3. Why some states don’t collect party affiliation — primaries and administrative design
States that do not track party affiliation often run open or nonpartisan primary systems or treat party choice as a private, election-day decision; the Brennan Center explains that in about fourteen of the non-tracking states primaries are open and therefore registration need not lock a voter into a party, while other states have closed-primary rules that are functionally flexible or impractical to enforce [6]. Federal templates and guidance recognize variation in forms and note that not every state asks for party affiliation on the registration card [7] [8].
4. How that skews national party-registration comparisons
National aggregates that simply sum “registered Democrats vs.
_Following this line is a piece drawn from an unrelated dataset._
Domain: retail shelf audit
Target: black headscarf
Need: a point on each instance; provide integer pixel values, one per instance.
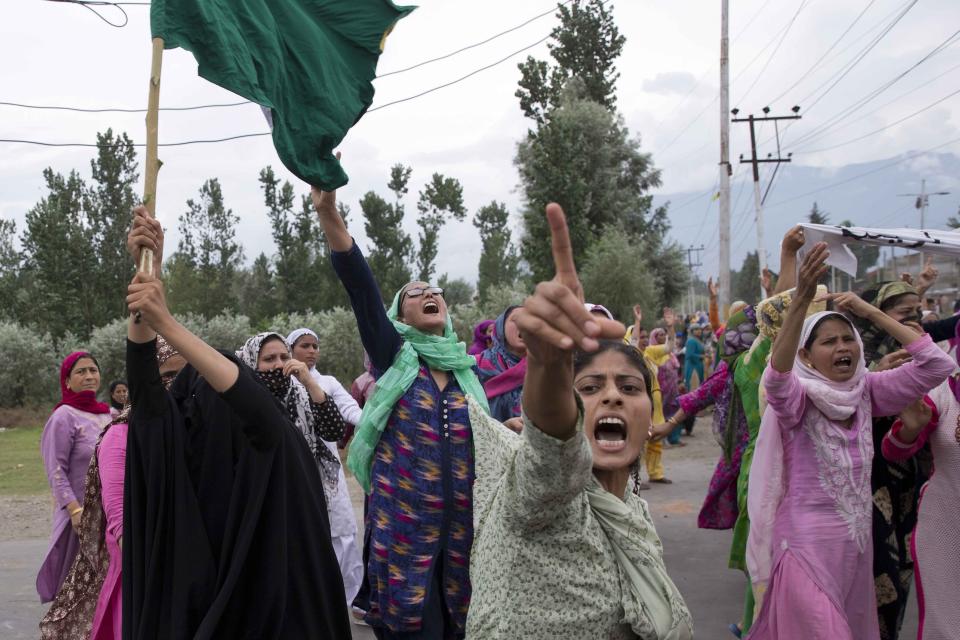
(225, 524)
(113, 387)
Republicans” are intrinsically incomplete because they draw only from the subset of states that record and publish party on registration forms; USAFacts explicitly warns its totals reflect only states that report party-affiliation in their voter files [5]. Sabato’s Crystal Ball spells out the geographic bias: party-registration states are disproportionately in Democratic-leaning regions (Northeast and West), while several large, Republican-leaning states don’t register by party, meaning raw national registration totals can understate Republican registration if one assumes full coverage [4].
5. Measurement workarounds, caveats, and agenda checks
Analysts use several imperfect fixes: restrict comparisons to the set of “party-registration” states (transparent but narrower), estimate partisan affiliation in non-reporting states using primary participation or modeling (used by groups like the Independent Voter Project), or explicitly flag that national totals omit non-recording states [9] [3]. Each approach carries tradeoffs: modeling imports assumptions, restricting reduces national scope, and simple aggregation without caveats risks misleading readers—an implicit agenda often appears when pundits treat incomplete registration counts as definitive evidence of national partisan advantage [4] [2].
6. Bottom line — how to interpret headline registration totals
Treat headline national party-registration numbers as conditional: they describe the partisan composition of the jurisdictions that collect and publish party on registration forms, not the entire electorate [5] [2]. For meaningful comparisons, analysts should either confine their claims to party-registration states, adjust with transparent estimates for non-recording states, or use voter behavior and turnout data (primaries, voter history) rather than raw registration tallies to infer partisan strength [9] [6].